IRS Circular 230 Disclosure: To ensure compliance with requirements imposed by the IRS, we inform you that any U.S. tax advice contained in this communication is not intended or written to be used, and cannot be used, for the purpose of (i) avoiding penalties under the Internal Revenue Code or (ii) promoting, marketing or recommending to another party any transaction or matter addressed herein.

CONSULT YOUR TAX ADVISOR

The information contained herein provides a general summary regarding the application of certain U.S. Federal income tax laws and regulations relating to the distribution of the warrants. The information contained herein does not constitute tax advice and does not purport to be complete or to describe the consequences that may apply to particular categories of shareholders. LGL  Group does not provide tax advice to its shareholders. You are urged to consult your own tax advisor regarding the particular consequences of the distribution of the warrants to you, including the applicability and effect of all U.S. Federal, state and local and foreign tax laws.

  1. Are there any substantial tax implications related to the warrants?

    The LGL Warrants are being issued as a dividend proportionate to all outstanding shares of LGL Group common stock. As such, the warrant dividend would normally be a non-taxable distribution for U.S. taxpayers. The above information is presented here for information purposes only and is not intended to constitute tax advice for any individual stockholder or warrant holder or stockholder. Holders should consult their own tax advisors regarding the United States federal and other tax consequences of the distribution of the warrants.

  2. Is this a qualified dividend?

    No. This warrant dividend is a distribution of stock rights to holders of LGL Group common stock and does not qualify as a qualified dividend.

  3. Will I need to allocate any portion of the tax basis in my LGL Group common stock to the warrants I receive?

    The general rules for allocating tax basis between common stock and rights (such as these warrants) received as a distribution require U.S. taxpayers to allocate the tax basis of their stock between the stock and the rights received. However, there is an exception to this general rule when the fair market value of the rights received is less than 15% of the value of the stock immediately prior to the distribution. Once the fair market value of the warrants at issuance is known, we will update this section to let recipients know whether or not the fair market value of the warrants is less than 15% of the value of the common stock.

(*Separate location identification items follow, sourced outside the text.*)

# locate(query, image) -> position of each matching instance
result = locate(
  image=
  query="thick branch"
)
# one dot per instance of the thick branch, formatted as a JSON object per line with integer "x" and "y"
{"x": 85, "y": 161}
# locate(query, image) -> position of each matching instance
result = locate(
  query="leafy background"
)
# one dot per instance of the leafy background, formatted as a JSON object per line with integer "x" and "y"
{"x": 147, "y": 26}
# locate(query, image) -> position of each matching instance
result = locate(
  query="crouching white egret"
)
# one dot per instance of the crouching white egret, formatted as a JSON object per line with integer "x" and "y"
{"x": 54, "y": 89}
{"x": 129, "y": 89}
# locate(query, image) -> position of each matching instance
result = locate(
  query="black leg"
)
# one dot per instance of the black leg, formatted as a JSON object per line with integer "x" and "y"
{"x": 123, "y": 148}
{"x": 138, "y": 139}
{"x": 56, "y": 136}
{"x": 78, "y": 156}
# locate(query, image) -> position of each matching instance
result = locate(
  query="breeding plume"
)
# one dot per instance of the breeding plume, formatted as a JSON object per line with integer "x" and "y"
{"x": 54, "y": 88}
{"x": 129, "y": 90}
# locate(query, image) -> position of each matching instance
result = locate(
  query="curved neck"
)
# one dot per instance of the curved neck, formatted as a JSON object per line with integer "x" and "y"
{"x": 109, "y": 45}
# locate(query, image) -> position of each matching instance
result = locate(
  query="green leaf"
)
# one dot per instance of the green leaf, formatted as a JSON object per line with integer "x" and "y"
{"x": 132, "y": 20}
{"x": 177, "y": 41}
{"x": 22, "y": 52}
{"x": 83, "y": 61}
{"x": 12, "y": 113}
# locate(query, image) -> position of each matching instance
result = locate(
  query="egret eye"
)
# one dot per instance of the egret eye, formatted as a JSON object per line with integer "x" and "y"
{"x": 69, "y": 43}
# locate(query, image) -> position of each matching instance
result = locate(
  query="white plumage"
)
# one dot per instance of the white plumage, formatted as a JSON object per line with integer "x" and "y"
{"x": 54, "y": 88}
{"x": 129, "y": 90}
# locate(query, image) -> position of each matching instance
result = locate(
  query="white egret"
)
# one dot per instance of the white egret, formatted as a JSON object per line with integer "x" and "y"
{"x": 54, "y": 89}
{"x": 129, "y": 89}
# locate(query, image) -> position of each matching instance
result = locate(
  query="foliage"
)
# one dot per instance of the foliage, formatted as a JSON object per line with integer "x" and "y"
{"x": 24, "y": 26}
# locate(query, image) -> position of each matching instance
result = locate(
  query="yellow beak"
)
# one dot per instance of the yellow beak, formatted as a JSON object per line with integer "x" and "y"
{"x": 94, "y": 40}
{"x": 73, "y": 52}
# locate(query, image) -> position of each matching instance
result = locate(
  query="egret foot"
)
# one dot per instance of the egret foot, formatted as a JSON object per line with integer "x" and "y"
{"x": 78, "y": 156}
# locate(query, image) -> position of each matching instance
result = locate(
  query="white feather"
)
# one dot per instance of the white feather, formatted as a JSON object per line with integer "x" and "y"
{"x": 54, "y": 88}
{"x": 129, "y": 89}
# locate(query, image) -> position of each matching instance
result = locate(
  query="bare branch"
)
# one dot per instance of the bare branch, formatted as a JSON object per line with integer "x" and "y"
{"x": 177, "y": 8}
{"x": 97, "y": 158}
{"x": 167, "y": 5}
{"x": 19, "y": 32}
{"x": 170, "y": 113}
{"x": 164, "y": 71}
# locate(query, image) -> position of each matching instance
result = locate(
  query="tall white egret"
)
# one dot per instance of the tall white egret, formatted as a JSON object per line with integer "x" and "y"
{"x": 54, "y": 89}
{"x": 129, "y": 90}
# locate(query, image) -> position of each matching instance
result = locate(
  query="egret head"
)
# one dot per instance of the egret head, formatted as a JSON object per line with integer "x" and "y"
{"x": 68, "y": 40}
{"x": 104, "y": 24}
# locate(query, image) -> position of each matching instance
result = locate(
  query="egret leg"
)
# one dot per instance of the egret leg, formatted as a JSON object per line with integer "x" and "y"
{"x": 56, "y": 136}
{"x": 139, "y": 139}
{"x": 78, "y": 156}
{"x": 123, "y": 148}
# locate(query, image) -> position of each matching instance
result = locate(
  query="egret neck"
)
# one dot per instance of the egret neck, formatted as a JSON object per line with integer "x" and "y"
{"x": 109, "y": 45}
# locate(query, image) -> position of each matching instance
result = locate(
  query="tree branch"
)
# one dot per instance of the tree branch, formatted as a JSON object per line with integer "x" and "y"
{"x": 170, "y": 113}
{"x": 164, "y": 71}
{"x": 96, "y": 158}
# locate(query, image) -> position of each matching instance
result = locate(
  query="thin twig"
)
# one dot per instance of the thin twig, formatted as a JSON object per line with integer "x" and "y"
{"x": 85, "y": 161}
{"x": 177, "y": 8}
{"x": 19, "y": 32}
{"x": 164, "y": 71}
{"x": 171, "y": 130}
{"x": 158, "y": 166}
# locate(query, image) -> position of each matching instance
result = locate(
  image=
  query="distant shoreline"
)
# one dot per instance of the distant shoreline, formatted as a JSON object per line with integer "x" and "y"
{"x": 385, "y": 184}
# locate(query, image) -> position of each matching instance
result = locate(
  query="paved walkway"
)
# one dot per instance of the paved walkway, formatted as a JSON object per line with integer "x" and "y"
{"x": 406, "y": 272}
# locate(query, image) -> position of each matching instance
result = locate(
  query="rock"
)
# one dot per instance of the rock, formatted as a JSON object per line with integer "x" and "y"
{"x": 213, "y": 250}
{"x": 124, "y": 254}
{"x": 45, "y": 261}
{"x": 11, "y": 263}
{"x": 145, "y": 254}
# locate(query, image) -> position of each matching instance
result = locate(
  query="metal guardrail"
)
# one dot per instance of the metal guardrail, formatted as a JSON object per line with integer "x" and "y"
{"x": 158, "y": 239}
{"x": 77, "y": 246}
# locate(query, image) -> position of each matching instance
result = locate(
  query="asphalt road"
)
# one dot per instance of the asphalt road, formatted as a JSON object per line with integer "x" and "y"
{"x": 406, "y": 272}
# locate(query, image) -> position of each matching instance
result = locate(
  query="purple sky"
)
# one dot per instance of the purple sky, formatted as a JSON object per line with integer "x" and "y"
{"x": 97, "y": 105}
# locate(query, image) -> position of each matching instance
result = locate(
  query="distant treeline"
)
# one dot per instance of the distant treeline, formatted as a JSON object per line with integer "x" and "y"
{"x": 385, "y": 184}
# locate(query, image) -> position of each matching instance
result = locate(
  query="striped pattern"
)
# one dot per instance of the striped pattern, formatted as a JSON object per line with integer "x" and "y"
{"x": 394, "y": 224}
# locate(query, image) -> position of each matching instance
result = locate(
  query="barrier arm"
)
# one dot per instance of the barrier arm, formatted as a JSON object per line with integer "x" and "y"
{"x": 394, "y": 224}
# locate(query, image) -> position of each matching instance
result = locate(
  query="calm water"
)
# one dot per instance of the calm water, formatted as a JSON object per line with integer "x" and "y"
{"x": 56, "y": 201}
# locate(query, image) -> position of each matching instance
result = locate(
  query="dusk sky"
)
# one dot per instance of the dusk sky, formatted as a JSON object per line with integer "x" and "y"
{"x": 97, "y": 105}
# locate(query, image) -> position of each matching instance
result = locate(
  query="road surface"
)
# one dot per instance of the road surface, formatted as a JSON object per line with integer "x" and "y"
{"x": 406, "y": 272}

  4. How is the fair market value of the warrants determined?

    The fair market value of the warrants is based upon the trading value of the warrants as separate from the common stock on the first day of trading.

  5. What adjustment is needed to the tax basis per share of my LGL Group common stock?

    Once the fair market value of the warrants at issuance is known, we will update this section to let recipients know if the general rules for U.S. taxpayers indicate that an allocation of tax basis is required.

  6. What is my tax basis for the warrants I received or obtained through buying the common stock with due bills attached?

    Generally, if you purchased your LGL Group common stock after the record date with a due bill attached, your tax basis in the warrants is the fair market value of the warrants at the time that you purchased the common stock.

THIS IS FAQ IS A GENERAL GUIDELINE AND SHOULD NOT BE DEEMED AS A DOCUMENT FROM WHICH TO MAKE INVESTMENT DECISIONS.